US ready for direct talks with North Korea

Washington, September 12: The US has announced its readiness to hold direct talks with North Korea to persuade it to return to stalled negotiations on ending its nuclear program.

“If a bilateral discussion will lead us back to a six-party process, then why would we not do that?” US State Department spokesman P.J. Crowley told reporters on Friday in Washington.

He noted, at the same time, that no decision has been made on when and where such meeting would be held. “We’ve made no decisions at this point, other than just to say we are prepared for a bilateral talk, if that will help advance the six-party process,” he said.

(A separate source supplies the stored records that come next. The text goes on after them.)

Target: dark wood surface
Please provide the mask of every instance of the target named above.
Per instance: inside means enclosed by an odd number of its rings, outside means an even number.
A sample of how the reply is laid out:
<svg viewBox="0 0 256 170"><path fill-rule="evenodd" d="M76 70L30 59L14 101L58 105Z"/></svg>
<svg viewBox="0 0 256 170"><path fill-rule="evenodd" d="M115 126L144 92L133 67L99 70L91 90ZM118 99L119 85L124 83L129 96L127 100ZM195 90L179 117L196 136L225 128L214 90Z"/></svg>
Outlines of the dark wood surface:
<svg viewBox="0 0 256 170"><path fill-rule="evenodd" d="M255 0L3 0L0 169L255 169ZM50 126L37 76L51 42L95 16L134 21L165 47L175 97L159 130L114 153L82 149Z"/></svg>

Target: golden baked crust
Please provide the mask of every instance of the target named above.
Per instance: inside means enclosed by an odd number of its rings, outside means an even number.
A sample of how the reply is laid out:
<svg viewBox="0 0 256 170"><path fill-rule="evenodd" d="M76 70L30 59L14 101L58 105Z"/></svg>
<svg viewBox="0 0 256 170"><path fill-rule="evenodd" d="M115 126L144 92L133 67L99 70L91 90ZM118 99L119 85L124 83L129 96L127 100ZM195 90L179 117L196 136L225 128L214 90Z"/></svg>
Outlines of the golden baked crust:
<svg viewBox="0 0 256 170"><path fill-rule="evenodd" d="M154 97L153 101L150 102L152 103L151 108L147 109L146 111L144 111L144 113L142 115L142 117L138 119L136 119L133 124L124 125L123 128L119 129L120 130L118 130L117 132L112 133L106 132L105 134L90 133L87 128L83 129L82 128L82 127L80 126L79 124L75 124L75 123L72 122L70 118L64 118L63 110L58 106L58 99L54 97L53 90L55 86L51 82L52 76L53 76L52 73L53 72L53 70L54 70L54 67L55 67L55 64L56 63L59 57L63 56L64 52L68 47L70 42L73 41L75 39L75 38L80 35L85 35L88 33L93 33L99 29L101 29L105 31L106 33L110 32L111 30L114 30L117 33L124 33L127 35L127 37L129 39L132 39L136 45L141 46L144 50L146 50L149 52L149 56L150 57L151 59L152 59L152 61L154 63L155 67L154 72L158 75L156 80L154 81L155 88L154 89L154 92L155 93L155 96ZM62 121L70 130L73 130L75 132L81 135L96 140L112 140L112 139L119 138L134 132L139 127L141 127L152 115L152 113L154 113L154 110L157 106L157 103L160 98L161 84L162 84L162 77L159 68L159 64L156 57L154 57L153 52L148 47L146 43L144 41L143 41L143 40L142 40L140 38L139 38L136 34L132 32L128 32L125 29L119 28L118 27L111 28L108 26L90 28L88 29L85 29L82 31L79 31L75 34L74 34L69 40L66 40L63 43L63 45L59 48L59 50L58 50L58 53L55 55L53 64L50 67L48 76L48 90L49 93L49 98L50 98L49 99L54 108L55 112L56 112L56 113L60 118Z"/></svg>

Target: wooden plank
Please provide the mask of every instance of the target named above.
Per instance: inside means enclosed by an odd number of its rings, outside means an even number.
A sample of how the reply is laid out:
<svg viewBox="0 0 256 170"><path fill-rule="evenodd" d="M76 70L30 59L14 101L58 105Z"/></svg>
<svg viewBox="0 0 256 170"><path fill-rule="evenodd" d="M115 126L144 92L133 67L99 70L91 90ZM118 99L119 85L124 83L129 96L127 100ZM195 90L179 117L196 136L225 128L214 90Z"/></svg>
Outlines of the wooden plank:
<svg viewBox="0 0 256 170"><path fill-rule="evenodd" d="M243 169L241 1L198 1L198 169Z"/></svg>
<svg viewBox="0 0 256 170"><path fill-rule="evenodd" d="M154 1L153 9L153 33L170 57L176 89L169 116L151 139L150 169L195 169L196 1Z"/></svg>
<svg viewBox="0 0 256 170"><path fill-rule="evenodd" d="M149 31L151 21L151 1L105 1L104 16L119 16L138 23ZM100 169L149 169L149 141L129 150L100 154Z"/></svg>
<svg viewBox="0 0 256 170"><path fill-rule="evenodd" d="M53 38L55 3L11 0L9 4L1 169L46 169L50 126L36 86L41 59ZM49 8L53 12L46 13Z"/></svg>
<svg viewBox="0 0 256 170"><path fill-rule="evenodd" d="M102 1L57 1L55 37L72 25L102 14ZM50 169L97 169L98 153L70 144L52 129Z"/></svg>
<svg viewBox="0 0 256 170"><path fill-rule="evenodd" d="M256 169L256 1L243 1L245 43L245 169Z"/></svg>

Crowley said consultations among President Barack Obama, Secretary of State Hillary Rodham Clinton and other world leaders about a possible meeting between the US and North Korea could occur at the UN General Assembly this month, adding it was unlikely bilateral talks would take place prior to that time.

Earlier this week, the US special envoy on North Korea met with officials from Seoul, Beijing and Tokyo to discuss the multilateral talks. This is while, North Korea had announced earlier that it would only talk one-on-one with Washington.

Stephen Bosworth said in Japan that the United States is open to bilateral meetings with Pyongyang, but not as a substitute for the six-party disarmament talks.

“It’s a bi-lateral discussion that (is) hopefully…within the six-party context, and it’s designed to convince North Korea to come back to the six-party process and take affirmative steps towards de-nuclearisation,” Crowley said.

He refrained from calling the acceptance of North Korea’s offer of bi-lateral talks a “policy shift”, saying instead that it was a “short-term” measure to try and bring Pyongyang back to the negotiation table.

The recent developments come after North Korean leader Kim Jong-Il made a number of conciliatory gestures toward the South over the past few weeks.

The announcement also comes just weeks after former US president Bill Clinton and North Korean leader Kim Jong-Il held a meeting in Pyongyang that secured the release of two US journalists who were serving prison sentences for entering the communist country illegally.

Tensions have risen on the Korean Peninsula since Pyongyang’s missile tests in May, which followed a US-sponsored condemnation of the North at the Security Council.